Proliferation of SH-SY5Y neuroblastoma cells on confined spaces.

ABSTRACT

BACKGROUND: Microfluidics offers precise drug delivery and continuous monitoring of cell functions, which is crucial for studying the effects of toxins and drugs. Ensuring proper cell growth in these space-constrained systems is essential for obtaining consistent results comparable to standard Petri dishes. NEW METHOD: We investigated the proliferation of SH-SY5Y cells on circular polycarbonate chambers with varying surface areas. SH-SY5Y cells were chosen for their relevance in neurodegenerative disease research. RESULTS: Our study demonstrates a correlation between the chamber surface area and SH-SY5Y cell growth rates. Cells cultured in chambers larger than 10 mm in diameter exhibited growth comparable to standard 60-mm dishes. In contrast, smaller chambers significantly impeded growth, even at identical seeding densities.
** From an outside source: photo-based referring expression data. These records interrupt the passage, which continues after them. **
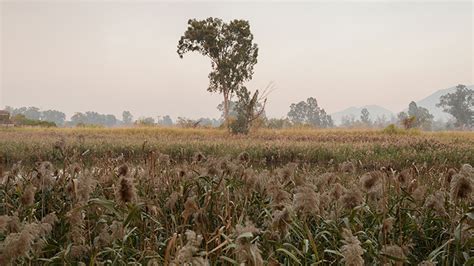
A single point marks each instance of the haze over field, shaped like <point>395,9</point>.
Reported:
<point>111,56</point>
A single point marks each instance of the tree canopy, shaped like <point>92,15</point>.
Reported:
<point>230,48</point>
<point>309,113</point>
<point>459,104</point>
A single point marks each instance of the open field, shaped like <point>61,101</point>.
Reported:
<point>201,196</point>
<point>374,149</point>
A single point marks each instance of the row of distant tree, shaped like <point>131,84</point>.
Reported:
<point>460,104</point>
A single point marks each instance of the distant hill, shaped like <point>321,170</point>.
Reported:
<point>431,101</point>
<point>374,110</point>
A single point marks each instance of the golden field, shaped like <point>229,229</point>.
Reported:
<point>168,196</point>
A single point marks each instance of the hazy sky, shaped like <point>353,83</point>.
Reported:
<point>110,56</point>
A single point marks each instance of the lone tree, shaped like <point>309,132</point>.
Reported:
<point>459,104</point>
<point>309,113</point>
<point>231,50</point>
<point>416,116</point>
<point>365,117</point>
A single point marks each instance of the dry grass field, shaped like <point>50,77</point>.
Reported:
<point>166,196</point>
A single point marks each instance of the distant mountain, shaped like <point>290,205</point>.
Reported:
<point>374,110</point>
<point>431,101</point>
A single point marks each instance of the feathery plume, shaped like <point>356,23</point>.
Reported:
<point>306,201</point>
<point>28,197</point>
<point>351,250</point>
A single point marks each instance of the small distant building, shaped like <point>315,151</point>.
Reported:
<point>5,118</point>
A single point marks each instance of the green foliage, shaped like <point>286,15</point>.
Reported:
<point>416,117</point>
<point>365,117</point>
<point>21,120</point>
<point>309,113</point>
<point>459,104</point>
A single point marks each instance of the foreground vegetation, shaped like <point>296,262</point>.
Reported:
<point>174,196</point>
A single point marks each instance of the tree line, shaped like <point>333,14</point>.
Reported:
<point>233,55</point>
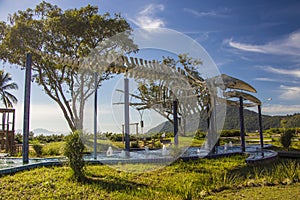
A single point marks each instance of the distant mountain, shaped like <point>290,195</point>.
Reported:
<point>232,121</point>
<point>41,131</point>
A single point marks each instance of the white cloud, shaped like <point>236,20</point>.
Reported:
<point>288,45</point>
<point>291,72</point>
<point>289,92</point>
<point>147,19</point>
<point>200,14</point>
<point>266,79</point>
<point>48,116</point>
<point>277,109</point>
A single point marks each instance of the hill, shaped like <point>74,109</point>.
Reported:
<point>232,121</point>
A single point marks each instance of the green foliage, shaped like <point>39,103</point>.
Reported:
<point>199,134</point>
<point>6,97</point>
<point>74,152</point>
<point>286,138</point>
<point>198,179</point>
<point>134,145</point>
<point>53,149</point>
<point>72,33</point>
<point>49,138</point>
<point>38,148</point>
<point>230,133</point>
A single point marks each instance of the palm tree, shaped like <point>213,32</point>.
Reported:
<point>5,84</point>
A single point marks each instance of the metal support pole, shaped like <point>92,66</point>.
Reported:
<point>95,115</point>
<point>261,137</point>
<point>175,118</point>
<point>25,149</point>
<point>126,116</point>
<point>242,127</point>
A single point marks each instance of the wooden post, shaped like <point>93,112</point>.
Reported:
<point>261,137</point>
<point>175,119</point>
<point>126,116</point>
<point>25,148</point>
<point>95,115</point>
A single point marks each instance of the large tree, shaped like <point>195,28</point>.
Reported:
<point>72,33</point>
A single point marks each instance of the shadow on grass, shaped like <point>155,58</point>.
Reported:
<point>247,170</point>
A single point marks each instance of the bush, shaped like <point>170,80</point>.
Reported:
<point>134,145</point>
<point>74,151</point>
<point>230,133</point>
<point>199,134</point>
<point>38,148</point>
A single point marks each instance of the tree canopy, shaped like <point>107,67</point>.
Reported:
<point>5,85</point>
<point>72,33</point>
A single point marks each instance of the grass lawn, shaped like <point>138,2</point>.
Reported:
<point>204,178</point>
<point>266,192</point>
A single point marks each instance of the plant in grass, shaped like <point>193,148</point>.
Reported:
<point>38,148</point>
<point>74,152</point>
<point>286,138</point>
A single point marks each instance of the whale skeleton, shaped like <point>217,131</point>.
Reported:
<point>179,82</point>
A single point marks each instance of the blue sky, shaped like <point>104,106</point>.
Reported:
<point>256,41</point>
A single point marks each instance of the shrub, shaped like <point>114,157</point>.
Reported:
<point>199,134</point>
<point>286,138</point>
<point>38,148</point>
<point>134,145</point>
<point>230,133</point>
<point>74,151</point>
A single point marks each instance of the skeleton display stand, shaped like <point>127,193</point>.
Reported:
<point>7,130</point>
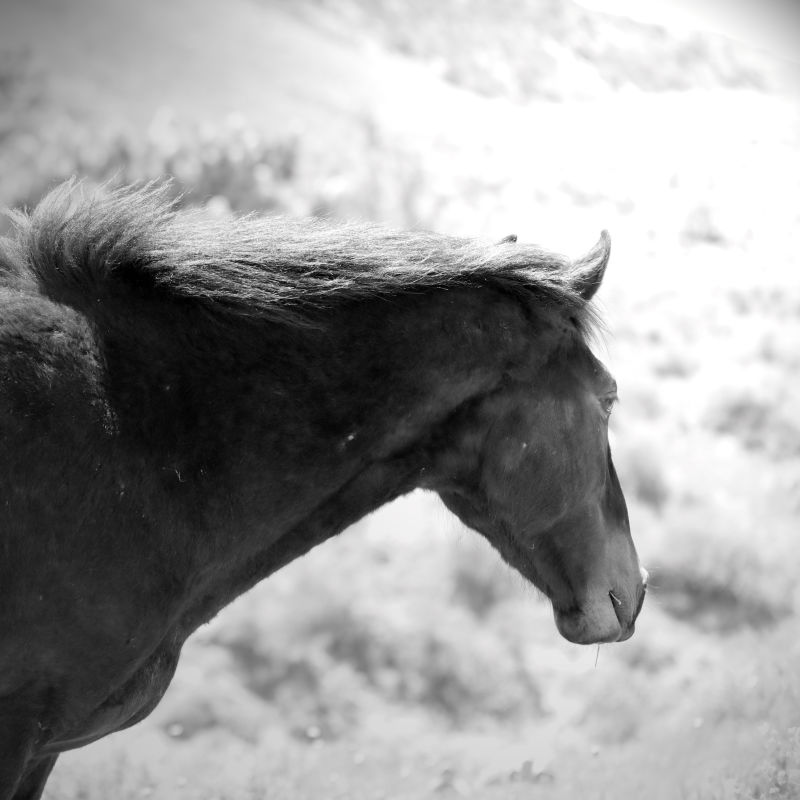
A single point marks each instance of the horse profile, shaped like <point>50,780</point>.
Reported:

Similar patterns were observed for HeLaGFP cells, while 16HBE14σ cells proliferated efficiently regardless of chamber size. Additionally, SH-SY5Y cells were studied in a 12-mm diameter sealed chamber to assess growth under restricted gas exchange conditions. COMPARISON WITH EXISTING METHODS: Our findings underscore the limitations of small chamber sizes in microfluidic systems for SH-SY5Y cells, an issue not typically addressed by conventional methods. CONCLUSIONS: SH-SY5Y cell growth is highly sensitive to spatial constraints, with markedly reduced proliferation in chambers smaller than 10 mm. This highlights the need to carefully consider chamber size in microfluidic experiments to achieve cell growth rates comparable to standard culture dishes. The study also shows that while SH-SY5Y and HeLaGFP cells are affected by chamber size, 16HBE14σ cells are not. These insights are vital for designing effective microfluidic systems for bioengineering research.